Entertainment

‘black-ish’ Exposed An Uncomfortable Truth About Racism & Modern Education

by Kayla Hawkins
ABC

Every so often, black-ish turns its sights on the privilege of the Johnson family, and the way Bow and Dre have, perhaps, made their kids a little bit spoiled and sheltered in hopes of spurring them to succeed and have everything that they missed out on growing up. Junior is expelled from private school on black-ish, for getting into a fight about a missing chain that gave him the edge he desperately needed to fit in with his classmates. Dre and Pops tell Junior to get his chain back at any cost, but when Junior actually gets in a serious enough fight to justify his expulsion — he breaks a kid's jaw — he has to face the consequences. Unable to get admitted to another fancy private school, Junior has to go to public school. And that gives black-ish a chance to educate its audience about racially charged social issue: school segregation.

After the opening scenes, the episode relies on a higher-than-normal amount of voiceover from Dre, who helps explain how the Johnsons go from trying to find another private school that will accept their son to realizing that sending him to public school might be their only option. Private institutions don't have to give any student a chance, let alone one who got violent with another student. As the Johnsons wonder about what they should do for their son, one of black-ish's signature animated lessons gives a short explanation of public school history in the United States, how discrimination has impacted the education of black students, and how the current level of segregation in American public schools is actually greater than in 1968 — something that some of the show's "bubble"-dwelling viewers might not have known before the handy Dre voiceover breaks it down.

A half-hour comedy can only give a relatively short, and therefore not-totally-thorough take on the subject matter, but black-ish does manage to introduce several big, important points, mainly about how segregation in education is a modern problem, even though it was the life's work of Supreme Court Justice Thurgood Marshall, who began serving in the '60s. Journalist Nikole Hannah Jones recently won a MacArthur Genius Grant in part because of her outstanding New York Times Magazine story "Choosing a School for My Daughter in a Segregated City," which used very thorough reporting to help explain the story of Jones' conflict deciding what school — and what type of school — would be best for her daughter while knowing, as a result of her own work, that "bad" schools are often filled disproportionately with black students like her daughter.

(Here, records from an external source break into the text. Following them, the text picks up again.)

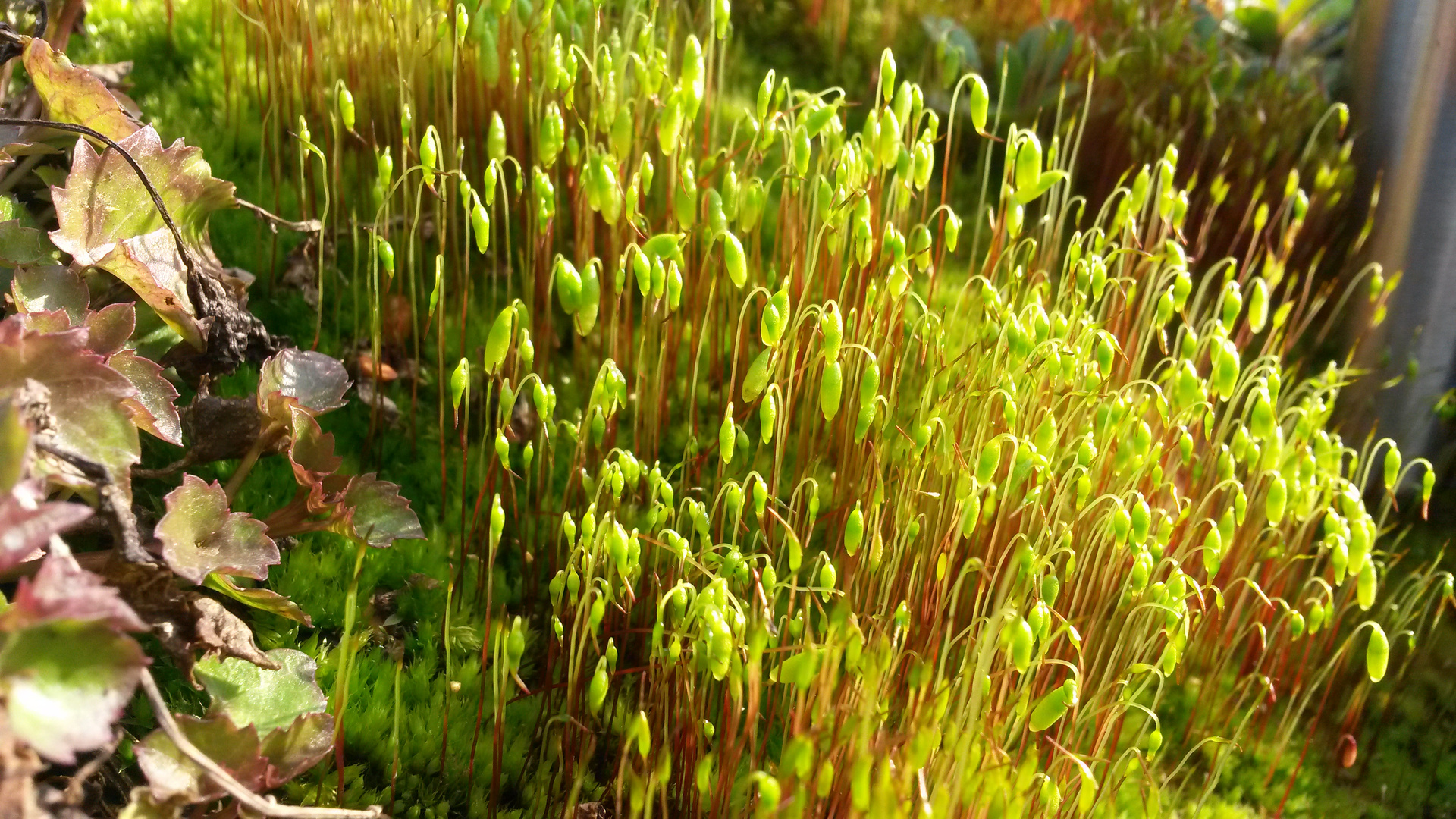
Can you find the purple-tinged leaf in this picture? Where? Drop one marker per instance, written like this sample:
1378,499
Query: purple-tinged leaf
73,93
200,535
50,287
63,591
264,698
19,243
12,150
155,406
107,219
303,378
24,529
310,449
47,321
259,598
86,397
66,686
372,510
294,749
155,271
111,327
145,805
175,777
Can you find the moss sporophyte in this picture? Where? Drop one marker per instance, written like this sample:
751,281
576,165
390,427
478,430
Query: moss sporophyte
889,475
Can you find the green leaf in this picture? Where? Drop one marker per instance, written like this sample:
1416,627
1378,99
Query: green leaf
375,512
155,404
146,806
200,535
109,328
310,449
19,243
306,379
177,779
64,687
41,289
88,398
262,698
74,95
261,599
297,748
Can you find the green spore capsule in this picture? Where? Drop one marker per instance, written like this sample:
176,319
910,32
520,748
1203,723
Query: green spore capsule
459,382
981,102
726,436
1366,586
734,261
598,689
832,327
832,384
854,529
1378,653
347,108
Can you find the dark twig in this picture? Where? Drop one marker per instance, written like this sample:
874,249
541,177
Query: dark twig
114,504
308,226
14,46
146,183
73,789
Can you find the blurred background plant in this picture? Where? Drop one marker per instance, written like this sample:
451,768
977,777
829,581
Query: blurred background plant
402,289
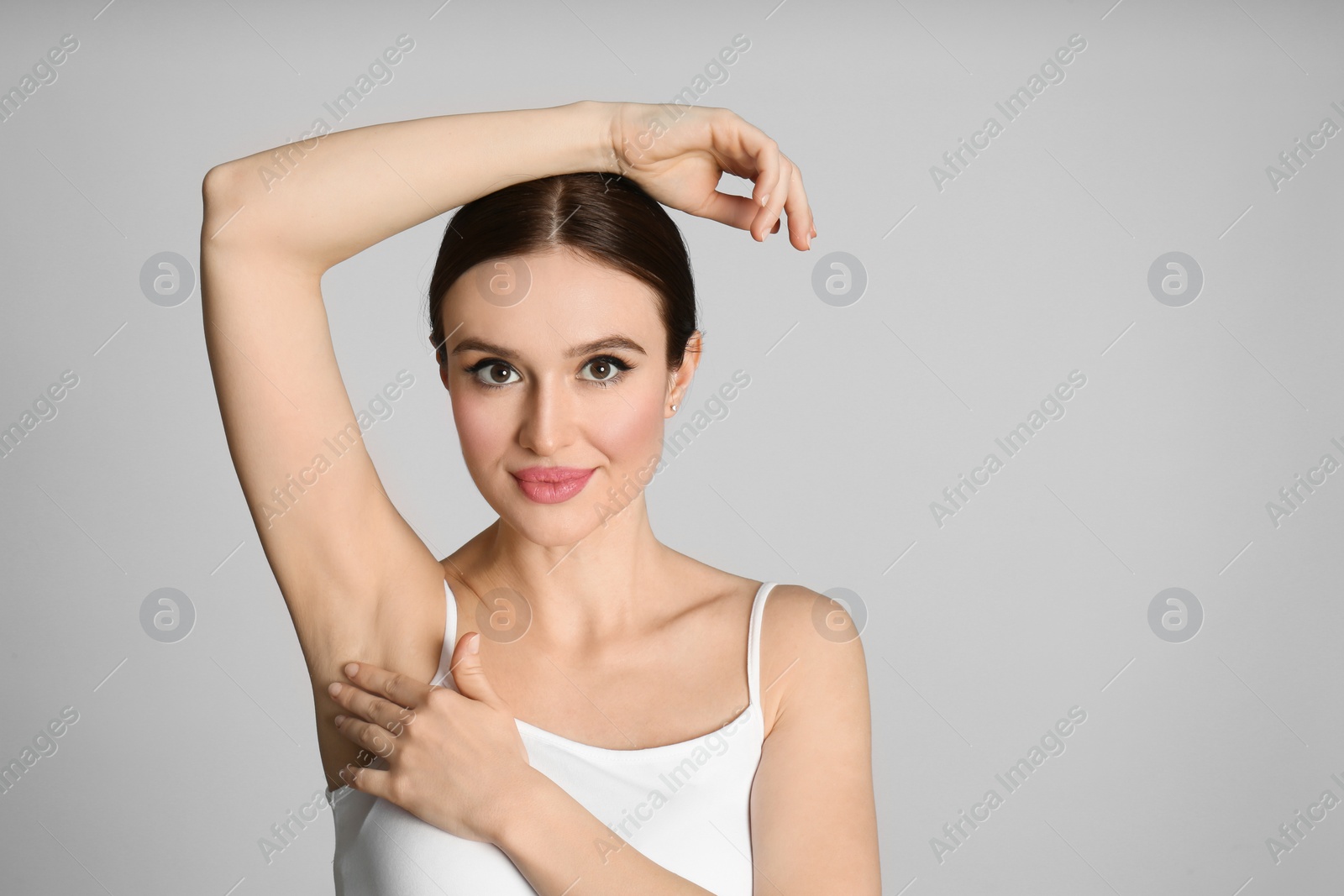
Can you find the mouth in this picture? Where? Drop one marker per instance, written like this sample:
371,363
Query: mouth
553,484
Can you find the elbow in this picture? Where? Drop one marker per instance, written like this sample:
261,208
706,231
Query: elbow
218,183
221,199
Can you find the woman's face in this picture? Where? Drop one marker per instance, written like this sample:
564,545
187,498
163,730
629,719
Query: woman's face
558,376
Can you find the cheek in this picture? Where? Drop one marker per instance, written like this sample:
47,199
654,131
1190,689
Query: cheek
629,432
481,429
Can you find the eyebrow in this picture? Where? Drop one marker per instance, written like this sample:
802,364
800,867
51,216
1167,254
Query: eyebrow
605,344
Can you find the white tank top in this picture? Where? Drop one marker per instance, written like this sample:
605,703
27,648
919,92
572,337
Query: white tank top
685,806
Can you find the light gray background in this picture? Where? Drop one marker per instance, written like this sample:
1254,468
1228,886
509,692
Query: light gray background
981,298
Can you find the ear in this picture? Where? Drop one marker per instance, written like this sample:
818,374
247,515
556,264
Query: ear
679,380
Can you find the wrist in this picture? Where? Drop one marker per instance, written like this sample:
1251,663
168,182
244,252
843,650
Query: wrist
515,806
598,134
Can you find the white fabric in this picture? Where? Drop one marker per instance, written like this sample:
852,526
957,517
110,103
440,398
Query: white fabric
683,805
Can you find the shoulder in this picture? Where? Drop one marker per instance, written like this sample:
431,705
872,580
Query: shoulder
811,654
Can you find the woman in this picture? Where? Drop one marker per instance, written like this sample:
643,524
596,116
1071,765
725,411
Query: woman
654,725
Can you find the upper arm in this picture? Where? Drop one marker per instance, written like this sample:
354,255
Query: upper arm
813,817
326,523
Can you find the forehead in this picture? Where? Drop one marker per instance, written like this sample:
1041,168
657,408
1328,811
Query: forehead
542,302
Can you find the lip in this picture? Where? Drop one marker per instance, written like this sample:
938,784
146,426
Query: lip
553,484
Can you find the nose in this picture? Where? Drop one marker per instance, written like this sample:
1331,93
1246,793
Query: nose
549,422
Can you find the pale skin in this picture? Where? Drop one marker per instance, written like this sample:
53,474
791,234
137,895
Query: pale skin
631,644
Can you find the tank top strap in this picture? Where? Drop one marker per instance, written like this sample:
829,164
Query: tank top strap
754,642
445,654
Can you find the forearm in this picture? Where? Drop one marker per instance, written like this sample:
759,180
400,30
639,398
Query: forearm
557,842
329,197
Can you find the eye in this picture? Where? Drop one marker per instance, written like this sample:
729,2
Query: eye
488,372
608,369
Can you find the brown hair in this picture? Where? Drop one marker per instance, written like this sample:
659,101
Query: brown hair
605,217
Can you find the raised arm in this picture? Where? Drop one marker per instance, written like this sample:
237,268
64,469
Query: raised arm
353,573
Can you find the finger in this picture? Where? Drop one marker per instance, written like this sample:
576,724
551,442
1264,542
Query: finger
371,707
373,738
734,211
370,781
470,676
401,689
773,210
801,223
750,154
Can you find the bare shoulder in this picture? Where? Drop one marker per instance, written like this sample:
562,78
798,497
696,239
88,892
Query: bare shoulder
811,654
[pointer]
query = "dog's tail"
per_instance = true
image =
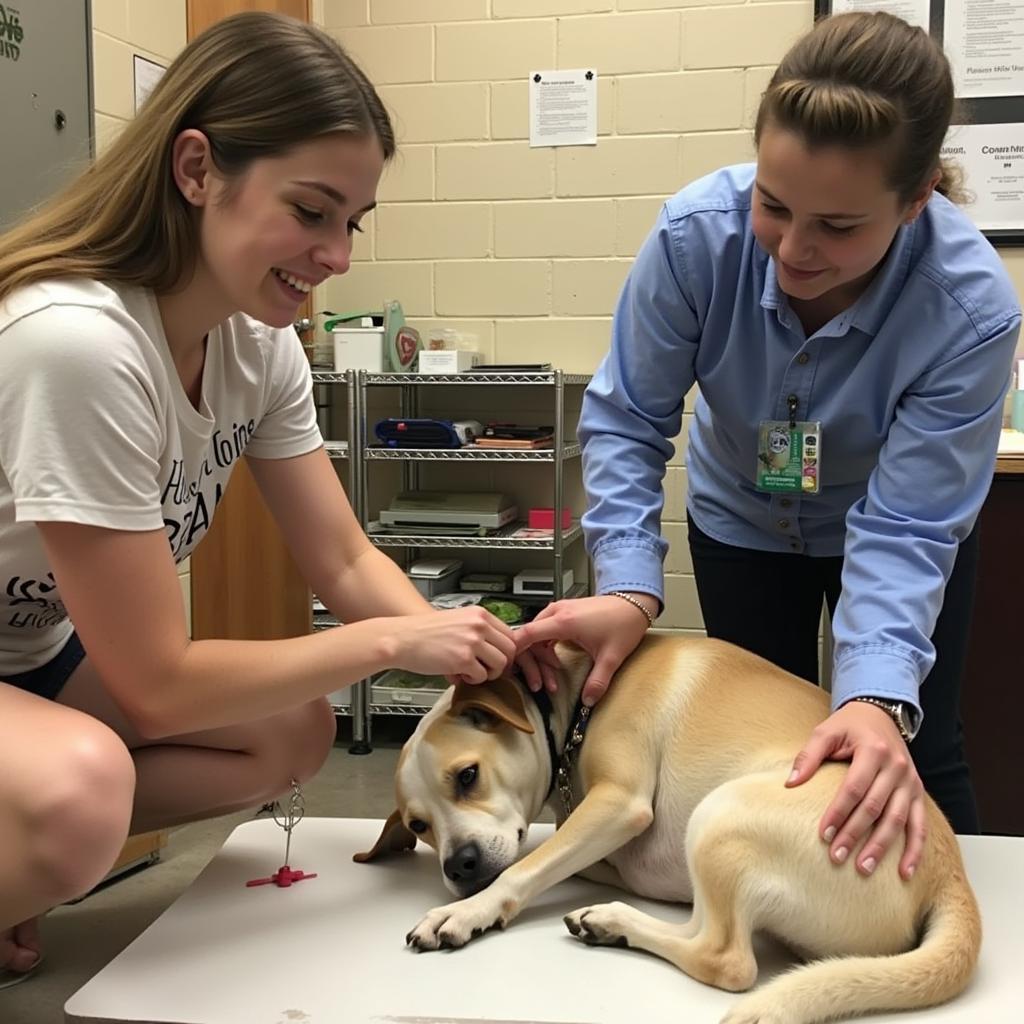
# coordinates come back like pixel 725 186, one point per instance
pixel 934 972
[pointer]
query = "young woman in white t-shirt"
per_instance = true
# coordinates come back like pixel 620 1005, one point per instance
pixel 145 343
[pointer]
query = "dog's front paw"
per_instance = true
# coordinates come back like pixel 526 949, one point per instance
pixel 603 925
pixel 453 926
pixel 753 1011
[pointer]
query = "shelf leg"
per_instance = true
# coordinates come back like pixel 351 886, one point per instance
pixel 360 719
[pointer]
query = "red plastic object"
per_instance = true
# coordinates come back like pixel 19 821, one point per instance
pixel 282 878
pixel 545 519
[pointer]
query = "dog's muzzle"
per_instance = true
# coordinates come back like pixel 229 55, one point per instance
pixel 468 869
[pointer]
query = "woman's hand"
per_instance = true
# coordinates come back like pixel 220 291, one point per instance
pixel 540 666
pixel 466 644
pixel 607 628
pixel 882 794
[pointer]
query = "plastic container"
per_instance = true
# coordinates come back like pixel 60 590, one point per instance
pixel 358 347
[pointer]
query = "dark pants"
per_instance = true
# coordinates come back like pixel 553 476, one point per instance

And while the narration explains how "white flight" has led to schools being abandoned after "too many" black families move to an area, Pops yells at Bow and Dre for their "black flight," choosing to send their kids to private school even though they also choose to live in a mostly-white neighborhood where they experience daily microaggressions. What is the sense in moving somewhere they're frequently told that they are different, without taking full advantage of the heavily-resourced local school?

Ultimately, the Johnsons' ethical quandry comes to an end thanks to Junior's effervescent, nerdy personality: while he comes in contact with lots of scary stereotypes (a joke about a teenage girl having five kids arguably goes too far for a weak punchline), he also meets other kids who are just like him. His first encounter at his new school is with other black nerds whose parents take them to Harry Potter World. Ultimately, for a kid who's so academically adept but socially inept, Junior will have a chance at this public school to connect with more kids like him. For his parents, though, the larger issue is how their own choices for their kids can contribute to a decades-old problem.